39 Der Auffassung der Verfügungsbeklagten, der Unterlassungsantrag der
Verfügungsklägerin sei zu weit gefasst, weil damit das Wort „bekömmlich“ generell
untersagt werden soll, also etwa auch für den Fall, dass dieses Wort in einem
„neutralen“ Zusammenhang gebraucht werden sollte, kann nicht gefolgt werden.
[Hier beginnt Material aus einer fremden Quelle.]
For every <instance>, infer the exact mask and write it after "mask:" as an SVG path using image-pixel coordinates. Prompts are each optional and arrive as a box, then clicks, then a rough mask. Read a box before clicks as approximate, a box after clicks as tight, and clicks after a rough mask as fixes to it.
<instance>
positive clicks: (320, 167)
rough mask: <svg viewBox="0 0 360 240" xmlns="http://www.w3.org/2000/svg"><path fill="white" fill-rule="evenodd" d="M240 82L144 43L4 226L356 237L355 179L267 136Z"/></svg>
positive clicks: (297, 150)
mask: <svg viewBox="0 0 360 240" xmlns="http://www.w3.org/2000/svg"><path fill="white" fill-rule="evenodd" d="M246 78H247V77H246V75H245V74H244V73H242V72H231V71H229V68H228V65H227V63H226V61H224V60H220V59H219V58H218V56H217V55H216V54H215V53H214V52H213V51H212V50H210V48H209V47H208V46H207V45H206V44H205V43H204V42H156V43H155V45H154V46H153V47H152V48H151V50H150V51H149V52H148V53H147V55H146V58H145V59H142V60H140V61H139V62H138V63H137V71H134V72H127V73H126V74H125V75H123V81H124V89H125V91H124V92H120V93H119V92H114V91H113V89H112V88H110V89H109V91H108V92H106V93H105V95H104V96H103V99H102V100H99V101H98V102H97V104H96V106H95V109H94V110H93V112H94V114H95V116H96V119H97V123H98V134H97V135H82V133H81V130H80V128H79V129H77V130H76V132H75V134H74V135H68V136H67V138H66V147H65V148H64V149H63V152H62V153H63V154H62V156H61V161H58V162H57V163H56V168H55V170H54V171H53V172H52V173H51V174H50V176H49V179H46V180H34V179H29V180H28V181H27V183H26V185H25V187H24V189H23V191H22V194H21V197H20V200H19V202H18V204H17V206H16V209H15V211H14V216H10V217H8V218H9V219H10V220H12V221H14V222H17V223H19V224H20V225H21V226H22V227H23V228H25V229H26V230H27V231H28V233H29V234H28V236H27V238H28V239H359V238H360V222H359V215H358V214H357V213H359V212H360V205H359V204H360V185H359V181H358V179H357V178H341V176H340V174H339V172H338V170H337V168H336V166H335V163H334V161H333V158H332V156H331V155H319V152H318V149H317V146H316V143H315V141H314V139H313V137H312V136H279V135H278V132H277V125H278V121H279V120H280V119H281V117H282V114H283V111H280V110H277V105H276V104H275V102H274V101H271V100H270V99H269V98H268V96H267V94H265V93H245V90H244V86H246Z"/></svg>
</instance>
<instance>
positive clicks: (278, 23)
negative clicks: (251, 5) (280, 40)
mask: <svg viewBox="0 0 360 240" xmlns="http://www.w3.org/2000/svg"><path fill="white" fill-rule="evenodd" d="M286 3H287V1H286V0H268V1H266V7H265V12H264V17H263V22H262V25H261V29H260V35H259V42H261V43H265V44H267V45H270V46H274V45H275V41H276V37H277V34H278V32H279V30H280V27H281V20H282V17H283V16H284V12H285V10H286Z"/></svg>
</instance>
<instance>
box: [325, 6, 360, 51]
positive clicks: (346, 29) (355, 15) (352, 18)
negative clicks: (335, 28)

40 Die Formulierung des Unterlassungsantrags darf zwar keine Handlungen
einbeziehen, die nicht wettbewerbswidrig sind. Daher muss derjenige, der
Unterlassung begehrt, die Umstände, unter denen eine Verhaltensweise
ausnahmsweise erlaubt sein soll, so genau umschreiben, dass im
Vollstreckungsverfahren erkennbar ist, welche konkreten Handlungen von dem
Verbot ausgenommen werden sollen (Köhler/Bornkamm, UWG, 32. Aufl. 2014, §
12 Rn. 2.44).
41 Im vorliegenden Fall bedarf der Unterlassungsantrag jedoch keines
einschränkenden Zusatzes. Es ist zwar eine Verwendung des Wortes
„bekömmlich“ für Bier in einem subjektiven Sinne denkbar (z. B. „Ich finde das Bier
bekömmlich“), wobei mehr das allgemeine Wohlbefinden als die Wirkungen auf
den Körper gemeint sind. Eine solche Verwendung lässt sich aber von der
objektiven Bedeutung nicht trennen. Durch die Angabe „bekömmlich“ bei der
Werbung für das Getränk Bier wird auch in einem solchen Fall gleichzeitig eine
objektive Unbedenklichkeit in Bezug auf den Körper und seine Funktionen
suggeriert. Es ist daher nicht ersichtlich, dass das Adjektiv auch „neutral“, also
nicht gesundheitsbezogen verwendet werden könnte.